Train dataset has these specific options:
* translated_question 
* native_question
* translated_context
* native_context (it has to be, but it is is not used in the fitting process)

Another options can be generated during the process of fitting and used in CatBoost pipeline fitting.

Train data can be added via Storage.

In [4]:
from docQA.nodes.storage import Storage

storage = Storage(storage_name='base_storage', docs_links=['docs/152.txt']) # creating a storage based on 152 federal law of Russia
storage.add_dataset('docs/test_dataset.csv', 'test_dataset')

In [5]:
storage.add_dataset('docs/test_dataset.csv', 'test_dataset')

AssertionError: Dataset name already exists

In [6]:
storage.del_dataset('test_dataset') # delete dataset

In [7]:
storage.add_dataset('docs/test_dataset.csv', 'test_dataset')

In [8]:
storage.add_dataset('docs/test_dataset.csv', 'benchmark_dataset', is_benchmark=True) # mark dataset as a benchmark

### General Pipeline fitting

In [9]:
from docQA.pipelines import Pipeline, TranslatorPipeline, RetrieverPipeline, RankerPipeline, CatboostPipeline

pipe = Pipeline(storage)

In [10]:
pipe.add_node(TranslatorPipeline, name='translator', is_technical=True, demo_only=True, num_beams=15)
pipe.add_node(RetrieverPipeline, name='retriever')
pipe.add_node(RankerPipeline, name='ranker')
pipe.add_node(CatboostPipeline, name='catboost')

In [11]:
pipe.fit()

Fine tuning retriever:   0%|          | 0/20 [00:00<?, ?it/s]

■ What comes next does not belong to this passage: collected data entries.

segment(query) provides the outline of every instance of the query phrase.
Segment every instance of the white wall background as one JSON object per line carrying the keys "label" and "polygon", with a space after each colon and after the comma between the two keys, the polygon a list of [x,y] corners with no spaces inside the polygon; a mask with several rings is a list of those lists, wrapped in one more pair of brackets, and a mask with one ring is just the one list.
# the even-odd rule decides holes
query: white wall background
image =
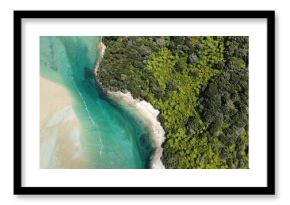
{"label": "white wall background", "polygon": [[[276,10],[276,196],[14,196],[13,195],[13,10]],[[288,204],[290,109],[290,12],[287,1],[1,1],[0,3],[0,203],[1,204]],[[259,68],[257,68],[259,69]]]}

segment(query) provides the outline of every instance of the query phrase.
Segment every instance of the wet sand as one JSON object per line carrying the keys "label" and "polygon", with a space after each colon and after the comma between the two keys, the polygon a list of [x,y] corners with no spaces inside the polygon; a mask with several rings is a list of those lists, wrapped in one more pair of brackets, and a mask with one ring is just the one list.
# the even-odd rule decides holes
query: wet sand
{"label": "wet sand", "polygon": [[88,168],[68,90],[40,77],[40,168]]}

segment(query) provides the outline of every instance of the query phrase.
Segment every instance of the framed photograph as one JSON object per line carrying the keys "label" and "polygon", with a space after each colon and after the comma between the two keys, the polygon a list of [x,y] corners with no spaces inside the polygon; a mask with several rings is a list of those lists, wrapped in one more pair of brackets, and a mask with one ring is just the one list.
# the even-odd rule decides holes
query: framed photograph
{"label": "framed photograph", "polygon": [[14,194],[275,194],[274,11],[14,11]]}

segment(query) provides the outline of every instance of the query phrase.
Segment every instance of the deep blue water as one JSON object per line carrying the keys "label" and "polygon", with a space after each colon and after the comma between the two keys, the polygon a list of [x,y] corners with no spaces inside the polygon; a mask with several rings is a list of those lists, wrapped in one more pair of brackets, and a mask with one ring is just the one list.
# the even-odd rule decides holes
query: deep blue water
{"label": "deep blue water", "polygon": [[73,95],[82,147],[91,167],[148,168],[154,148],[147,126],[125,105],[109,99],[95,80],[100,40],[91,36],[40,37],[40,74]]}

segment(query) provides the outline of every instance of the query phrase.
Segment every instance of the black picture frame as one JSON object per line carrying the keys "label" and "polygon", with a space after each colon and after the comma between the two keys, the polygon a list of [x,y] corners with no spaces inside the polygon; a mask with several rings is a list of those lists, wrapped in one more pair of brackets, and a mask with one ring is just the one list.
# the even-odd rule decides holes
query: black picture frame
{"label": "black picture frame", "polygon": [[[22,186],[22,19],[211,18],[267,20],[266,187],[24,187]],[[275,11],[14,11],[14,194],[16,195],[273,195],[275,194]]]}

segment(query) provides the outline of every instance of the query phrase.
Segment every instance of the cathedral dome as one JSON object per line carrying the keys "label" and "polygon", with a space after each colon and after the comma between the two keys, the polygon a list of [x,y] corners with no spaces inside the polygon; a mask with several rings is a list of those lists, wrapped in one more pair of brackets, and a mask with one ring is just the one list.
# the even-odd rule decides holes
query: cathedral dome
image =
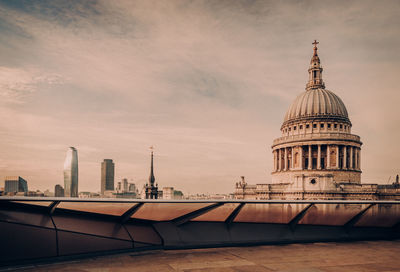
{"label": "cathedral dome", "polygon": [[308,69],[309,80],[306,91],[300,94],[286,112],[283,126],[297,121],[315,119],[330,119],[351,125],[343,101],[333,92],[325,89],[322,80],[322,66],[318,57],[317,41],[314,44],[314,54]]}
{"label": "cathedral dome", "polygon": [[346,106],[333,92],[324,88],[300,94],[286,112],[283,125],[305,119],[338,119],[350,123]]}

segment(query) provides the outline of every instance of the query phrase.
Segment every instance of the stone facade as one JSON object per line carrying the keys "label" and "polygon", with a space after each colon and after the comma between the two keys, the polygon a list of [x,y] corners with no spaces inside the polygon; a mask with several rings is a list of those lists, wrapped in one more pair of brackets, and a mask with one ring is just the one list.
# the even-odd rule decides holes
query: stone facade
{"label": "stone facade", "polygon": [[343,101],[325,89],[313,44],[306,91],[288,109],[281,137],[272,143],[271,184],[249,185],[242,177],[235,198],[400,199],[396,184],[361,184],[361,139],[351,133]]}

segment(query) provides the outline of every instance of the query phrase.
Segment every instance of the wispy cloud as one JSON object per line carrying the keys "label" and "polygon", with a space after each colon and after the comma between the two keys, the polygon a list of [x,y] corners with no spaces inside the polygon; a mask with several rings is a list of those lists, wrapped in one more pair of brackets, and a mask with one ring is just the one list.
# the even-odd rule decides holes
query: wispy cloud
{"label": "wispy cloud", "polygon": [[64,79],[57,74],[0,67],[1,103],[23,103],[24,98],[37,91],[40,85],[62,84],[63,81]]}

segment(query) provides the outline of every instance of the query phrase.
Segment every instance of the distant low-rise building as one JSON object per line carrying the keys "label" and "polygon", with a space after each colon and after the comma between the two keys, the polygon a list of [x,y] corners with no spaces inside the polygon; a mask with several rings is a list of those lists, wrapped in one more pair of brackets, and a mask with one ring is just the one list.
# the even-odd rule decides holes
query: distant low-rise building
{"label": "distant low-rise building", "polygon": [[44,190],[43,194],[44,194],[44,196],[46,196],[46,197],[52,197],[52,196],[54,196],[54,193],[51,192],[49,189]]}
{"label": "distant low-rise building", "polygon": [[[17,193],[16,195],[19,196],[20,193]],[[28,191],[26,194],[26,196],[30,196],[30,197],[44,197],[44,193],[40,190],[36,190],[36,191]]]}
{"label": "distant low-rise building", "polygon": [[78,197],[79,198],[99,198],[100,194],[93,193],[93,192],[79,192]]}
{"label": "distant low-rise building", "polygon": [[113,193],[114,198],[138,198],[136,192],[120,192]]}
{"label": "distant low-rise building", "polygon": [[193,194],[185,196],[185,199],[190,200],[228,200],[232,198],[233,194]]}
{"label": "distant low-rise building", "polygon": [[[161,191],[160,191],[161,192]],[[163,187],[162,189],[162,199],[182,199],[183,193],[177,191],[174,187]]]}
{"label": "distant low-rise building", "polygon": [[20,176],[8,176],[4,180],[4,192],[16,194],[28,193],[28,182]]}
{"label": "distant low-rise building", "polygon": [[163,187],[163,199],[174,199],[174,187]]}

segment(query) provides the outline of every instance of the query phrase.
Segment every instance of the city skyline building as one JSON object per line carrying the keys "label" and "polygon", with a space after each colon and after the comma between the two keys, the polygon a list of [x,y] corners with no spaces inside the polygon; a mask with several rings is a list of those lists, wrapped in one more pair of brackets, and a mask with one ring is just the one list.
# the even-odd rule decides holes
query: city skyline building
{"label": "city skyline building", "polygon": [[64,197],[64,188],[60,184],[57,184],[56,186],[54,186],[54,196],[55,197]]}
{"label": "city skyline building", "polygon": [[127,192],[128,191],[128,179],[127,178],[123,178],[122,179],[122,189]]}
{"label": "city skyline building", "polygon": [[111,159],[104,159],[101,163],[101,195],[105,191],[114,191],[115,164]]}
{"label": "city skyline building", "polygon": [[128,191],[129,192],[136,192],[136,184],[135,183],[129,183],[129,188]]}
{"label": "city skyline building", "polygon": [[64,195],[78,197],[78,151],[69,147],[64,162]]}
{"label": "city skyline building", "polygon": [[4,179],[5,193],[28,193],[28,182],[20,176],[7,176]]}

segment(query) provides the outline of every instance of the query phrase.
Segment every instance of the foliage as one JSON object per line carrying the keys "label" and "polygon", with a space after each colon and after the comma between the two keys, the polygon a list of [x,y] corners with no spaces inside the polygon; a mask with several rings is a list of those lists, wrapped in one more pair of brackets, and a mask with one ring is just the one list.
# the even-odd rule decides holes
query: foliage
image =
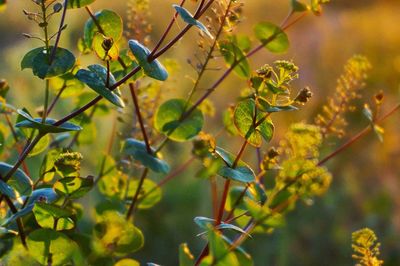
{"label": "foliage", "polygon": [[[20,65],[43,84],[43,106],[32,113],[12,106],[10,86],[0,80],[0,112],[7,122],[0,124],[0,237],[5,243],[0,256],[6,264],[139,265],[133,258],[156,235],[143,234],[141,216],[162,201],[164,184],[200,162],[197,176],[210,183],[212,217],[194,218],[206,244],[196,255],[181,244],[179,265],[253,265],[243,243],[253,234],[283,227],[299,202],[323,196],[333,179],[324,164],[371,129],[383,140],[379,123],[399,109],[381,117],[379,93],[375,108],[364,105],[366,129],[336,149],[326,145],[329,135],[344,136],[345,116],[366,86],[371,64],[357,55],[345,65],[315,123],[297,121],[284,128],[280,113],[295,117],[313,93],[309,87],[298,88],[301,76],[292,60],[255,67],[250,59],[261,50],[282,57],[290,47],[287,30],[308,13],[320,15],[327,0],[292,0],[280,26],[257,21],[247,34],[239,34],[237,27],[244,21],[245,1],[182,1],[172,5],[174,15],[157,43],[151,42],[159,34],[152,32],[148,20],[149,1],[127,1],[127,19],[110,9],[93,13],[93,2],[33,0],[29,8],[34,11],[24,10],[42,34],[24,34],[41,43]],[[0,11],[5,4],[0,1]],[[74,53],[60,47],[60,39],[66,36],[67,14],[80,11],[87,12],[87,20],[81,25],[79,53]],[[175,29],[176,24],[180,27]],[[188,59],[195,76],[182,97],[169,89],[180,84],[185,73],[178,56],[163,56],[185,41],[193,27],[200,30],[197,43],[190,42],[195,59]],[[212,82],[206,75],[215,69],[222,74]],[[222,111],[210,95],[231,73],[239,78],[240,97],[225,111],[224,129],[214,135],[206,123],[215,123]],[[63,103],[73,104],[72,111],[50,118],[53,109],[58,115],[65,111]],[[106,116],[112,116],[110,125],[104,123]],[[95,149],[102,143],[96,136],[104,135],[96,135],[100,125],[111,131],[104,154]],[[225,137],[241,141],[238,152],[231,152],[235,145]],[[176,149],[190,143],[192,157],[180,162]],[[87,149],[98,167],[83,156]],[[26,163],[31,159],[39,171]],[[179,184],[179,190],[184,191],[184,185]],[[353,233],[353,257],[363,265],[381,265],[375,241],[369,229]]]}

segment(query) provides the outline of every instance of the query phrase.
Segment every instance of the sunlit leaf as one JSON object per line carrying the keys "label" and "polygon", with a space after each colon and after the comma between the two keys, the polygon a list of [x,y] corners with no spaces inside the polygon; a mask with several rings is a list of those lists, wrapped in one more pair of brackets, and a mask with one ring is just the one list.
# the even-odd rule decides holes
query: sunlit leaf
{"label": "sunlit leaf", "polygon": [[284,31],[270,22],[260,22],[254,32],[258,40],[273,53],[283,53],[289,48],[289,40]]}
{"label": "sunlit leaf", "polygon": [[92,18],[89,18],[85,24],[84,42],[86,47],[92,47],[95,34],[100,32],[97,25],[101,27],[101,33],[112,38],[114,42],[117,42],[121,38],[123,23],[121,17],[117,13],[104,9],[97,12],[94,17],[97,23],[95,23]]}
{"label": "sunlit leaf", "polygon": [[[107,46],[106,46],[107,45]],[[113,39],[101,33],[96,33],[93,38],[93,50],[101,60],[117,60],[119,49]]]}
{"label": "sunlit leaf", "polygon": [[208,241],[210,245],[210,254],[217,265],[221,266],[239,266],[239,262],[233,252],[230,252],[228,245],[221,237],[221,232],[209,230]]}
{"label": "sunlit leaf", "polygon": [[54,184],[54,190],[70,199],[83,197],[93,187],[93,177],[65,177]]}
{"label": "sunlit leaf", "polygon": [[235,109],[234,122],[239,134],[251,145],[260,147],[262,139],[269,142],[274,133],[274,126],[267,114],[257,112],[255,114],[255,102],[253,99],[241,101]]}
{"label": "sunlit leaf", "polygon": [[186,243],[179,245],[179,266],[193,266],[194,256]]}
{"label": "sunlit leaf", "polygon": [[29,157],[33,157],[44,152],[50,144],[50,139],[50,135],[43,136],[29,153]]}
{"label": "sunlit leaf", "polygon": [[228,40],[220,41],[218,44],[219,50],[228,66],[235,66],[233,70],[239,77],[249,78],[251,69],[244,52]]}
{"label": "sunlit leaf", "polygon": [[35,220],[42,228],[54,229],[54,225],[57,224],[55,229],[60,231],[69,230],[75,226],[74,221],[69,218],[72,213],[59,206],[38,202],[32,211]]}
{"label": "sunlit leaf", "polygon": [[[136,193],[139,180],[130,180],[128,183],[127,197],[133,198]],[[145,179],[142,185],[142,189],[138,198],[139,209],[149,209],[156,205],[162,197],[162,190],[157,184],[150,180]]]}
{"label": "sunlit leaf", "polygon": [[163,103],[156,112],[155,128],[174,141],[188,141],[196,137],[204,123],[203,114],[195,109],[184,120],[182,115],[191,108],[182,99],[171,99]]}
{"label": "sunlit leaf", "polygon": [[140,263],[133,259],[122,259],[117,261],[114,266],[140,266]]}
{"label": "sunlit leaf", "polygon": [[101,255],[124,256],[140,249],[144,244],[142,232],[132,222],[116,212],[105,212],[94,227],[92,245]]}
{"label": "sunlit leaf", "polygon": [[28,235],[29,253],[38,262],[48,265],[64,265],[72,262],[78,248],[66,235],[51,229],[38,229]]}

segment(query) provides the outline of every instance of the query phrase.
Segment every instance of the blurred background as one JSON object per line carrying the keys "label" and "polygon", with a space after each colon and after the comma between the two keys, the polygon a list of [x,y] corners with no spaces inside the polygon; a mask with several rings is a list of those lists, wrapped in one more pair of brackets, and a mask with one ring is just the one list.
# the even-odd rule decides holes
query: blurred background
{"label": "blurred background", "polygon": [[[134,0],[133,0],[134,1]],[[97,0],[92,9],[112,9],[126,17],[129,1]],[[171,4],[178,1],[150,0],[149,23],[153,27],[152,42],[160,37],[174,10]],[[195,1],[190,1],[188,9],[194,10]],[[289,10],[289,1],[245,1],[243,21],[236,31],[251,35],[256,22],[271,21],[279,24]],[[26,39],[22,33],[39,33],[38,28],[27,20],[22,9],[33,9],[31,1],[10,0],[7,9],[0,14],[0,78],[8,80],[11,91],[8,101],[17,107],[25,106],[34,110],[42,104],[43,83],[34,78],[29,70],[20,70],[20,60],[29,50],[38,47],[39,42]],[[127,11],[128,10],[128,11]],[[322,16],[307,16],[288,31],[291,48],[286,54],[271,55],[262,51],[251,59],[254,69],[276,59],[293,60],[300,67],[300,78],[294,86],[310,86],[314,93],[311,102],[301,111],[279,114],[273,117],[277,132],[271,145],[276,145],[290,123],[313,122],[313,117],[321,110],[327,95],[334,92],[336,79],[343,65],[354,54],[365,55],[373,69],[363,91],[363,99],[355,103],[371,102],[380,90],[385,94],[384,110],[390,109],[399,100],[400,84],[400,1],[398,0],[332,0],[325,6]],[[68,13],[68,28],[63,34],[61,46],[78,54],[76,43],[82,36],[82,27],[88,19],[85,10]],[[57,24],[57,23],[55,23]],[[179,24],[182,26],[182,22]],[[177,29],[176,29],[177,30]],[[173,58],[180,67],[172,74],[166,87],[169,97],[186,96],[195,72],[186,63],[194,57],[198,33],[191,30],[176,47],[162,60]],[[95,60],[85,56],[82,65]],[[210,72],[203,80],[202,88],[207,88],[220,75]],[[222,111],[240,94],[246,83],[231,76],[211,97],[216,106],[214,117],[207,117],[205,131],[216,134],[222,128]],[[54,95],[53,95],[54,96]],[[197,95],[198,96],[198,95]],[[54,116],[61,117],[72,109],[72,100],[65,100],[57,108]],[[127,110],[129,112],[129,109]],[[84,156],[83,174],[98,172],[99,157],[105,151],[110,135],[110,123],[115,115],[99,117],[94,131],[96,145],[82,145]],[[397,113],[385,121],[384,142],[369,134],[349,150],[329,162],[333,183],[329,191],[312,203],[299,202],[295,211],[289,213],[286,225],[270,235],[255,235],[247,241],[245,248],[253,254],[255,265],[351,265],[351,232],[363,227],[375,230],[382,243],[381,258],[385,265],[400,265],[400,115]],[[332,139],[329,153],[344,143],[368,124],[360,109],[348,116],[350,126],[343,139]],[[240,146],[240,138],[224,135],[218,144],[235,152]],[[119,144],[114,145],[114,154]],[[187,160],[190,145],[168,145],[164,153],[166,160],[177,166]],[[265,147],[267,149],[267,147]],[[249,149],[245,155],[252,159]],[[38,169],[39,158],[28,159],[32,169]],[[254,165],[254,162],[250,163]],[[208,196],[208,182],[195,178],[201,163],[193,164],[183,175],[163,188],[163,199],[150,210],[138,213],[136,223],[146,237],[145,247],[135,258],[141,262],[161,265],[177,265],[178,246],[187,242],[194,254],[198,254],[204,241],[196,237],[200,232],[193,222],[195,216],[211,216]],[[35,172],[35,171],[32,171]],[[37,172],[37,171],[36,171]],[[151,176],[160,180],[160,176]],[[92,193],[85,198],[88,208],[87,221],[92,219],[90,206],[100,197]],[[85,224],[82,224],[85,228]]]}

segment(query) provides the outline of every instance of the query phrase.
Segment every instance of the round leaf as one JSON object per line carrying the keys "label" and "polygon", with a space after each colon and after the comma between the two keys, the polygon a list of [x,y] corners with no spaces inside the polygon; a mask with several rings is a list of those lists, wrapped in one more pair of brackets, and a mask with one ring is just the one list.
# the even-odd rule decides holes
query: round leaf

Fine tuning ranker:   0%|          | 0/20 [00:00<?, ?it/s]

Fine tuning catboost:   0%|          | 0/1 [00:00<?, ?it/s]

In [12]:
text_input = 'Какое определение персональных данных?'

pipe(text_input)

[{'input': 'Какое определение персональных данных?',
  'output': {'answers': [{'answer': '1) персональные данные - любая информация, относящаяся к прямо или косвенно определенному или определяемому физическому лицу (субъекту персональных данных);',
     'total_score': 0.7079729821886714,
     'scores': {'retriever_cos_sim': 0.8394578099250793,
      'ranker_cos_sim': 0.9055840373039246,
      'catboost_proba': 0.3788770993370103}},
    {'answer': '3) предполагаемые пользователи персональных данных;',
     'total_score': 0.5114594604118877,
     'scores': {'retriever_cos_sim': 0.6962785720825195,
      'ranker_cos_sim': 0.7411357164382935,
      'catboost_proba': 0.09696409271485039}},
    {'answer': '6) предоставление персональных данных - действия, направленные на раскрытие персональных данных определенному лицу или определенному кругу лиц;',
     'total_score': 0.5099472115635625,
     'scores': {'retriever_cos_sim': 0.5751959085464478,
      'ranker_cos_sim': 0.7452040314674377,
   

In [13]:
storage.del_dataset('test_dataset')
storage.del_dataset('benchmark_dataset')